Questa dimensione è così importante che perfino Gesù la commenta: a chi gli chiede del divorzio, lui propone invece il progetto originario di Dio, quello custodito appunto nel libro della Genesi. Gesù fa riferimento sia a Gen 1 (maschio e femmina li creò), sia a Gen 2 (l’uomo si unirà a suo padre e sua madre etc…) insegnandoci che il senso delle Scritture non è nel dividere i brani ma nel cogliere il bello che ciascuno di essi riesce a darci: la teologia di Genesi viene dunque presentata come unitaria, finalizzata a mostrare come nel rapporto uomo-donna si svolga una vicenda perfino divina, che rende l’uomo e la donna come un’unità, come un essere unico: e chi è Unico, per la Bibbia, è il Dio Uno del monoteismo ebraico. Questa realtà teologica è così importante che Gesù chiede di non autorizzare i divorzi, che erano legali alla sua epoca, anzi, fin troppo facili (una tradizione più lassista prevedeva che per dare l’atto di ripudio bastasse un motivo banale, anche la minestra fredda: questo ovviamente esponeva la donna ad una condizione di precarietà perché poteva trovarsi senza marito e dunque senza famiglia, senza casa, senza cibo, da un istante all’altro). Esiste la legge, è inevitabile che ci sia un piano giuridico che regoli la vita degli uomini ma c’è il rischio che la legge venga usata secondo la durezza del cuore degli uomini: a questo Gesù risponde che bisogna invece tendere al progetto più vero, più autentico, più originale, custodito già nel progetto creazionale.
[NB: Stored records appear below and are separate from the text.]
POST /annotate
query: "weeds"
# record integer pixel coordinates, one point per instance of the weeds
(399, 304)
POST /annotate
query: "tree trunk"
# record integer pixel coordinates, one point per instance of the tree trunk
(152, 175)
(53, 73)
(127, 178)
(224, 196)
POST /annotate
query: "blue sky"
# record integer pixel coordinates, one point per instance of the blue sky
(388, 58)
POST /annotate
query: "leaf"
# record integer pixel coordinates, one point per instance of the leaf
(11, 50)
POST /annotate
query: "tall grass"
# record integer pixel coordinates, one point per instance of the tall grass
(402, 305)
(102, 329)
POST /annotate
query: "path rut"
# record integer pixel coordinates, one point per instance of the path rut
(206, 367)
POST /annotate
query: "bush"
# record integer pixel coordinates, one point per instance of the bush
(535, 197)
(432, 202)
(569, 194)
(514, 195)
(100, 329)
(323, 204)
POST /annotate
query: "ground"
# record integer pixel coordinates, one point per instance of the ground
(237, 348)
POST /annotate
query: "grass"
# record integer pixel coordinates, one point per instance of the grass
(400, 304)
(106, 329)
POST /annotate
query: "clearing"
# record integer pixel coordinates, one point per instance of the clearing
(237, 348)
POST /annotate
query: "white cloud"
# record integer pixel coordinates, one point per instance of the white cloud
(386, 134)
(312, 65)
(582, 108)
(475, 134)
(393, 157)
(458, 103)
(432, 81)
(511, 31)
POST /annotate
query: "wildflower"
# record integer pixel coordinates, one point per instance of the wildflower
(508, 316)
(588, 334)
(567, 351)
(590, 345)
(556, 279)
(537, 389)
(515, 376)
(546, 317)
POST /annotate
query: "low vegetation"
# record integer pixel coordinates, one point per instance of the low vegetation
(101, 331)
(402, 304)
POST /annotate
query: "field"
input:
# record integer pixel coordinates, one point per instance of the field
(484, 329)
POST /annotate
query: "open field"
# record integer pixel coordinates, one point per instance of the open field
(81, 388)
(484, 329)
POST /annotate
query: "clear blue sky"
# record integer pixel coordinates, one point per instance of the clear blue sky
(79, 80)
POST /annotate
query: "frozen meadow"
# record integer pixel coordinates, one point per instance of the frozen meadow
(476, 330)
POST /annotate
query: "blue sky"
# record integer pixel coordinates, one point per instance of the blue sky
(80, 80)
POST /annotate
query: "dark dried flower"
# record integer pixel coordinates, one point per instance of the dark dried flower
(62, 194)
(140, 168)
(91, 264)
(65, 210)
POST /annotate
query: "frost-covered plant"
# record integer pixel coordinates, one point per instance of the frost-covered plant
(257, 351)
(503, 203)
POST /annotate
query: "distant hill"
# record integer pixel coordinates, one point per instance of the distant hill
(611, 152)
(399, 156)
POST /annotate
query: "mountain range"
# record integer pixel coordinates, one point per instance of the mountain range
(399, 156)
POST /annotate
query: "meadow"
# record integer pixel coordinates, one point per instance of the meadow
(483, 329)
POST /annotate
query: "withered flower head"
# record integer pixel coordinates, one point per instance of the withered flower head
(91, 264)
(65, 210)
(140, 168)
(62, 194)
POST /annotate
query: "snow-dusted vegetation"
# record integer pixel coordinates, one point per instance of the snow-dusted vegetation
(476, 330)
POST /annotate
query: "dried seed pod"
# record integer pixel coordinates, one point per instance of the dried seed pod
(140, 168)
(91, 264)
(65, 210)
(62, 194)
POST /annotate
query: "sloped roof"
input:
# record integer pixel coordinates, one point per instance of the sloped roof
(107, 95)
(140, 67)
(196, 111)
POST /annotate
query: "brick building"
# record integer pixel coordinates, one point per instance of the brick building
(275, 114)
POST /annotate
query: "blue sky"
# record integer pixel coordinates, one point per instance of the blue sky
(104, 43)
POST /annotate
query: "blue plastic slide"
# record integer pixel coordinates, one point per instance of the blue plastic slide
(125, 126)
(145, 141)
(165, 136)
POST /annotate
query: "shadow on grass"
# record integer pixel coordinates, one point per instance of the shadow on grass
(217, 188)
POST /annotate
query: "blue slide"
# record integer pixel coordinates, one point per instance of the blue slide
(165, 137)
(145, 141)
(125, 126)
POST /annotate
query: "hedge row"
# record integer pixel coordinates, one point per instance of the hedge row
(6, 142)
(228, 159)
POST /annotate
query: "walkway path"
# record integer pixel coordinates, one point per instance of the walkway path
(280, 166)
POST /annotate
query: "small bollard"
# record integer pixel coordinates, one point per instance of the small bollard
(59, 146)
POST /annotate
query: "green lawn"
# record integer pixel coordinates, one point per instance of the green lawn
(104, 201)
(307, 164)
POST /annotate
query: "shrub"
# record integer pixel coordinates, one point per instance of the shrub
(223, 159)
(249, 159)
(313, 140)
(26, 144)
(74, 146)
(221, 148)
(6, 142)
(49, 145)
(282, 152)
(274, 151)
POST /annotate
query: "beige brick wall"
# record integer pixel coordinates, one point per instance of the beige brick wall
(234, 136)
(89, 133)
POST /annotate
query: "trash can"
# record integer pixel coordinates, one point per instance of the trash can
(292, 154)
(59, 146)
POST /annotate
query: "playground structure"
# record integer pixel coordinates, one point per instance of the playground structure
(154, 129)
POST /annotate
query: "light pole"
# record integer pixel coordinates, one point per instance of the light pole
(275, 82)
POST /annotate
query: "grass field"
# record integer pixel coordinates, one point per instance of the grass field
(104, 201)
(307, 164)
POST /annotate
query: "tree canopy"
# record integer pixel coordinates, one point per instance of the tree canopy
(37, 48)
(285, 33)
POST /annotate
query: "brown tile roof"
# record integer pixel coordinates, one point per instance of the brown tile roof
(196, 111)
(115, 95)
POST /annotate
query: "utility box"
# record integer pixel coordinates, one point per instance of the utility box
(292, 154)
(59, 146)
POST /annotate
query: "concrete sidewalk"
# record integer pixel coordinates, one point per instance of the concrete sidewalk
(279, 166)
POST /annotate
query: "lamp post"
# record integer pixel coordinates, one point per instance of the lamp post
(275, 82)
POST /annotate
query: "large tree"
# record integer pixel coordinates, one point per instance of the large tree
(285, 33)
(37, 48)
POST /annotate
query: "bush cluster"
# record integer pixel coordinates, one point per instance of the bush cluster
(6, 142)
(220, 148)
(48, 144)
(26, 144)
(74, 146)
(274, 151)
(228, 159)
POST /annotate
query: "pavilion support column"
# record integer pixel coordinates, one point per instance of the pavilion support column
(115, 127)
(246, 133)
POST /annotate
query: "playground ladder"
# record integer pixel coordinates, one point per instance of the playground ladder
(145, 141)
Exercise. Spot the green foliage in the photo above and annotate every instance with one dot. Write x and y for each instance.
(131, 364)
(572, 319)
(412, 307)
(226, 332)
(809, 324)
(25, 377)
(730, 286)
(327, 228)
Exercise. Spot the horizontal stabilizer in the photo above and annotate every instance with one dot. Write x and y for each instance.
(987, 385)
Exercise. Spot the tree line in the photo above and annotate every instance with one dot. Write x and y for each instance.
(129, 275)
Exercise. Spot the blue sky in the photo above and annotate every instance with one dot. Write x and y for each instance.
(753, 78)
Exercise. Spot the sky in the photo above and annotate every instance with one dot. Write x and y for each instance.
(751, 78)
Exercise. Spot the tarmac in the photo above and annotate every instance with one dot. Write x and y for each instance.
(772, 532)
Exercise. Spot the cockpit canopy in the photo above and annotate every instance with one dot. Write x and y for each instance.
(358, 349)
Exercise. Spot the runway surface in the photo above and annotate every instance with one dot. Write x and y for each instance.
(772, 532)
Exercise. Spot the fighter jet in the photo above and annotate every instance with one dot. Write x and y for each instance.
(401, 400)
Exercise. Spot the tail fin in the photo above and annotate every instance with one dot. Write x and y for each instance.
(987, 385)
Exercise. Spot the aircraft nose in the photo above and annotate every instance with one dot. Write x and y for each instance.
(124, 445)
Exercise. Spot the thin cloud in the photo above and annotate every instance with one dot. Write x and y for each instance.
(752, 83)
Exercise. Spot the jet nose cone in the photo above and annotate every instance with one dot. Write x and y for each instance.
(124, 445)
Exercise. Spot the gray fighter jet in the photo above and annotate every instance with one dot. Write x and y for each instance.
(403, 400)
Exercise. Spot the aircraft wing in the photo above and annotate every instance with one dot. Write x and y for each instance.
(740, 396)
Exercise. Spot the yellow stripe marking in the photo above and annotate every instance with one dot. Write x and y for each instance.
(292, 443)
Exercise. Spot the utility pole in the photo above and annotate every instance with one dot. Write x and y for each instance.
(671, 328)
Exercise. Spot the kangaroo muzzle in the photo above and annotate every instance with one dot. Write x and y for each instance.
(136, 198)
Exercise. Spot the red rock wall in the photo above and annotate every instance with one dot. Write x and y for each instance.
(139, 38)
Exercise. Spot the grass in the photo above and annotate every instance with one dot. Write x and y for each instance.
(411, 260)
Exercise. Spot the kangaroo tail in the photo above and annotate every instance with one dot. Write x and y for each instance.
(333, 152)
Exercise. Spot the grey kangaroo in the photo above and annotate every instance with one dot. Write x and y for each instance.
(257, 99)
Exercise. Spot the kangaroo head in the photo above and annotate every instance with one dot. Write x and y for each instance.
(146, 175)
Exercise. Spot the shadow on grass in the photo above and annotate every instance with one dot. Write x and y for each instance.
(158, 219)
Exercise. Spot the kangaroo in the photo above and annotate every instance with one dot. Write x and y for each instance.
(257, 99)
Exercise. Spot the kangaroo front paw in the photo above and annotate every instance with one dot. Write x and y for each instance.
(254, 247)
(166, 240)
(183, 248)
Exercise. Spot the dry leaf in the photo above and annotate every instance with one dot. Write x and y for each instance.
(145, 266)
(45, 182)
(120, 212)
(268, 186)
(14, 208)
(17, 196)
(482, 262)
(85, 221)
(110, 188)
L’invito a non separare ciò che Dio unisce non è una condanna o una sentenza, ma un invito a vedere l’opera di Dio che nell’amore ha unito questa coppia e la proposta a cercare in questa dinamica la propria felicità. In quest’ottica forse va letta anche l’indicazione di Gesù di accogliere il Regno di Dio come lo accoglierebbe un bambino: il Regno è qualcosa di semplice, che si trova in realtà quotidiane, come può essere il rapporto con la propria moglie e il proprio marito. Riconoscere che lì Dio abbia già lavorato e lì continui a lavorare significa che non bisogna cercare la felicità chissà dove, ma il Regno può essere già venuto, è già vicino, è lì anche se a volte la durezza del nostro cuore non ce lo fa vedere.